El alma oscura de la política española
El excepcional periodista John Carlin, residente en Barcelona por largo tiempo, lanza su reproche a los dos nacionalismos en pugna en la independencia catalana.
e levanto aquí en Londres antes del amanecer, leo lo último sobre los acontecimientos en Catalunya y pienso qué feo que es todo esto. Qué feo y qué doloroso y qué decepcionante.
Esperaba más de España, el país donde nació mi madre, donde he vivido quince de los últimos diecinueve años, donde me he propuesto vivir –en Catalunya, sea independiente o no– la mayor parte del resto de los días que me quedan. La gente es más simpática, noble y generosa que en cualquiera de los otros siete países en los que he vivido. Comparado con los más de 70 países que he visitado, es un buen lugar para ser un inmigrante; es un buen país para ser homosexual, para ser mujer, para ser un niño o un anciano. Hay tanto en España que es admirable, envidiable, moderno y ejemplar.

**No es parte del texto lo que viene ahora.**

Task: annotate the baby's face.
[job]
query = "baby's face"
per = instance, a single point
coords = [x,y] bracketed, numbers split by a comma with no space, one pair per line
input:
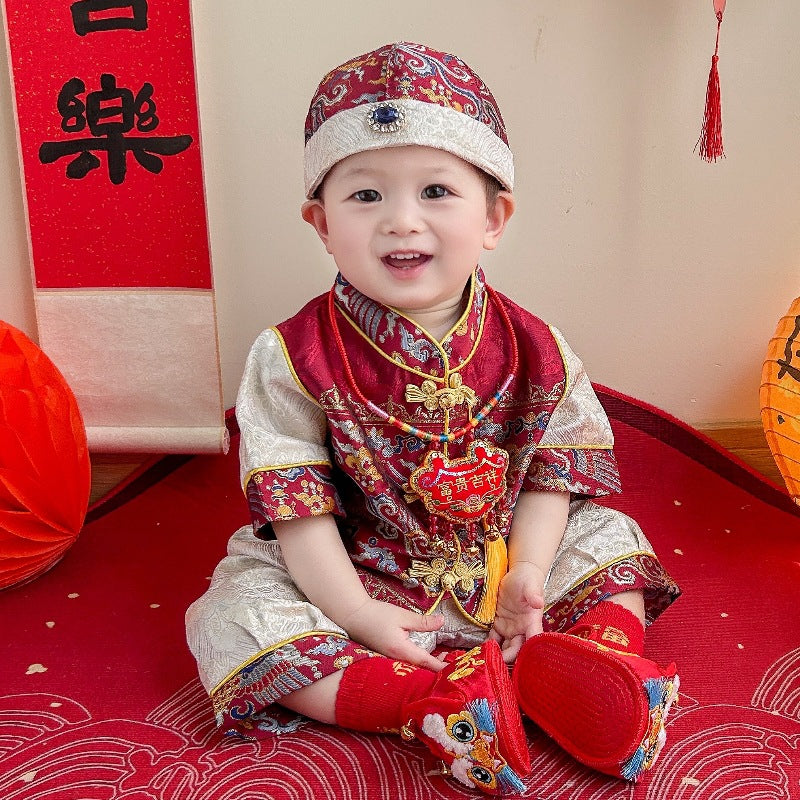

Es por todo esto que me decepciona y me deprime tanto constatar lo primitiva que sigue siendo la joven democracia española, en particular lo desquiciada que se vuelve cuando entra en juego el tema de la soberanía territorial. Tanto yo como mis muchos amigos extranjeros que conocen bien España y la aman, hemos descubierto en las últimas semanas del drama catalán algo oscuro en el alma política de este país que hubiéramos preferido no ver.
Esto no es tomar una posición a favor de la independencia. Creo que sin excepción, todos mis amigos nacidos fuera comparten mi rechazo al independentismo. No me gusta el antagonismo que define la esencia del sentimiento nacionalista, siempre y en todos los lugares; sospecho que el precio económico de abandonar España sería catastrófico para Catalunya, en cuyo suelo, por cierto, tengo todos mis ahorros.
Catastrófica también la decisión del ex presidente del Govern Carles Puigdemont, hoy en Bélgica, y los demás políticos independentistas de optar no por convocar elecciones la semana pasada, sino por declarar la independencia unilateral. ¡Y hacerlo sobre la base de la supuesta legitimidad de un referéndum que nunca fue un referéndum! Aquello del 1 de octubre fue una protesta masiva con más teatro que sustancia electoral. No sólo el presidente Trump vive en un mundo de realidades alternativas.
Pero no fue esto lo que me abrumó esta mañana al despertarme. Lo que me abrumó fue la claridad con la que vi la mezcla de ira, odio o revanchismo o quién sabe qué complejos que motivan las acciones políticas de aquellos señores y señoras del establishment político español, pero especialmente los del Partido Popular con las ganas locas que han tenido de imponer su autoridad sobre Catalunya. Lo vi y lo entendí cuando me vino a la mente el momento más revelador y siniestro de los días locos en los que vivimos: la rabiosa ovación que Mariano Rajoy recibió de sus correligionarios en el Senado tras su discurso el viernes en el que se exculpó de toda responsabilidad por el actual desmadre (otra realidad alternativa), insistió en que el que pecó fue Puigdemont “y sólo Puigdemont” y exigió la imposición del artículo 155. Sí, Puigdemont se lo acabó poniendo en bandeja, pero es muy difícil evitar la conclusión de que para Rajoy y compañía invadir y ocupar Catalunya políticamente siempre fue el primer recurso, no el último. Que aprobar el artículo 155, la oscuridad hecha ley, fue motivo no de lamentación sino de festejo.